Tools for text mining and text analysis

Software packages or other solutions that can be used to facilitate retrieving, analysing, and processing textual data.

Author

Giorgio Comai

Context

Some of the most common software packages used by scholars who work on content analysis are proprietary (e.g. NVivo or MAXQDA). This project is however based on the assumption that the researcher has no access to proprietary software or proprietary datasets, which is often the case for anyone working outside of established academic institutions or businesses. Most advanced analyses are anyway already conducted using open source tools, which offer more solid foundations for long-term research commitments. Hence, for both practical and philosophical reasons, this section will focus on free and open source solutions available to anyone willing to learn how to use them, and, quite possibly, improve them.

With this in mind, I have been developing a package for the R programming language that makes it easier to create textual datasets from on-line resources and conduct basic analyses.

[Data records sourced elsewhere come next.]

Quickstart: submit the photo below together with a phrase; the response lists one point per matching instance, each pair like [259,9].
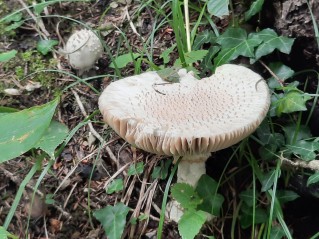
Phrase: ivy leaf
[190,223]
[292,101]
[313,179]
[53,136]
[20,131]
[305,149]
[113,219]
[207,190]
[136,169]
[270,42]
[235,43]
[122,60]
[45,46]
[6,56]
[116,186]
[185,195]
[218,8]
[255,7]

This is based on the idea that many of the features needed in a content analysis starter toolkit are not readily available. The package, castarter is currently available on-line, with extensive documentation to be published on this website soon.

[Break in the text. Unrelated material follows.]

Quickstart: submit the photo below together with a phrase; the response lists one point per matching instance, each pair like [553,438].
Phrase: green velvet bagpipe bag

There is, however, a great number of solutions for processing and analysing textual datasets. In this section, I will list some of the most established. I will also include references to some tools that facilitate the retrieval of textual data from various on-line sources.

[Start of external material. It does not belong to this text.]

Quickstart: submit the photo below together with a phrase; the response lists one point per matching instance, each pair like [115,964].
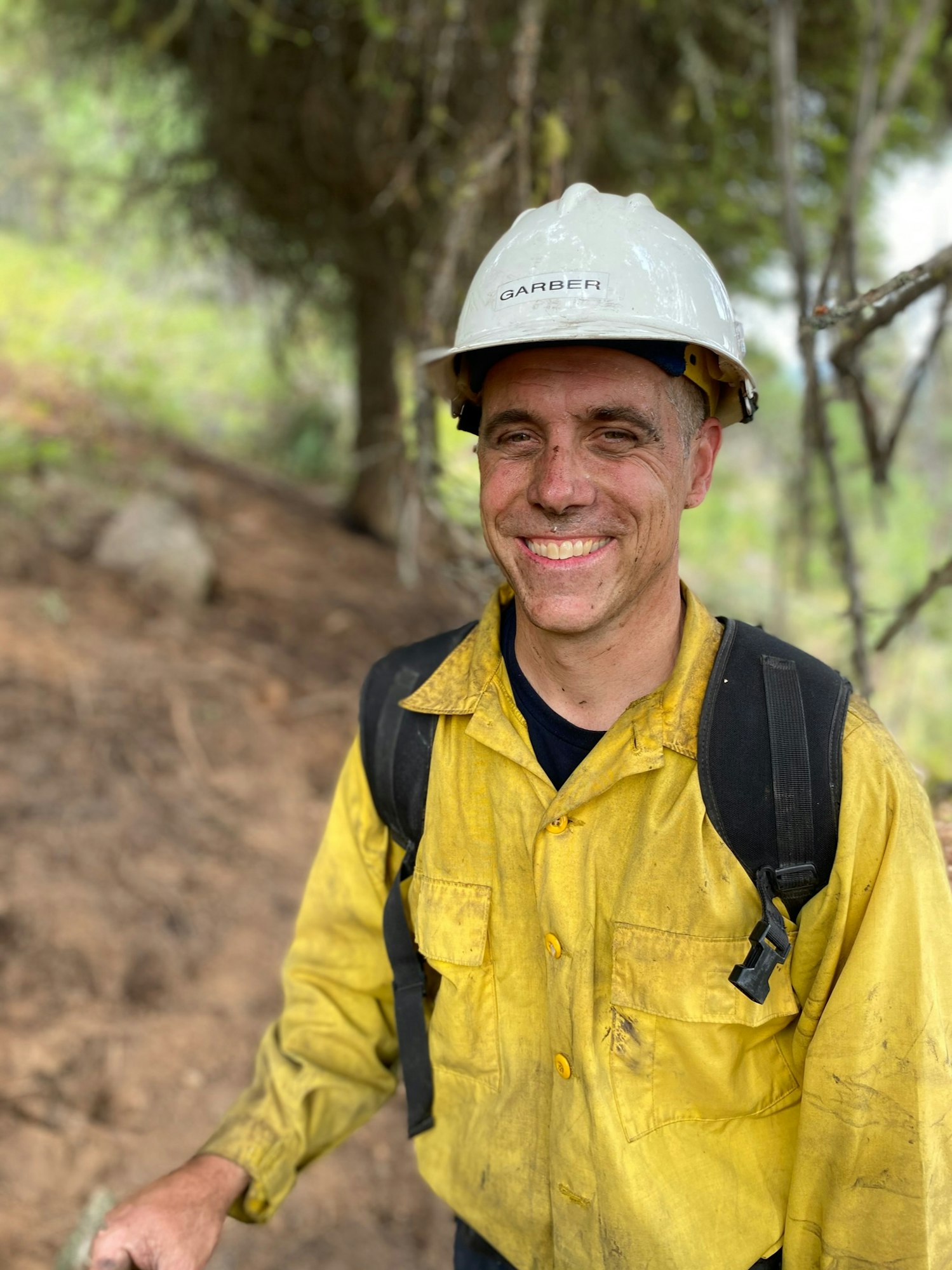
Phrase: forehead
[575,370]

R packages for processing textual data

In the R ecosystem, there are many packages dedicated to processing textual data and working on text as data. In the last decade, there have been various iterations of approaches, but by 2023 there are some clear points of reference for anyone interested in working with textual data in R.

The most obvious starting point is the book Text Mining with R, written by the authors of the tidytext R package.

Taking it from there, here are some of the most established packages (or collection of packages) to further advance your textual analysis journey from within R.

tidytext

Self-described as: “Text mining using tidy tools”

Website: https://juliasilge.github.io/tidytext/

quanteda

Self-described as: “Quantitative Analysis of Textual Data”

Website: https://quanteda.io/

text

Self-described as: An R-package for analysing natural language with transformers from HuggingFace using Natural Language Processing and Machine Learning.

Website: https://r-text.org/

R packages for retrieving textual data

paperboy

Self-described as: “A comprehensive (eventually) collection of web scraping scripts for news media sites”

Website: https://github.com/JBGruber/paperboy

Newspapers

Self-described as: “R package to import articles from newspaper databases”

Website: https://github.com/koheiw/newspapers

Python libraries to retrieve textual data

news-please

Self-described as: “news-please - an integrated web crawler and information extractor for news that just works”

Website: https://github.com/fhamborg/news-please

Telethon

Self-described as: “Full-featured Telegram client library for Python 3”

Website: https://github.com/LonamiWebs/Telethon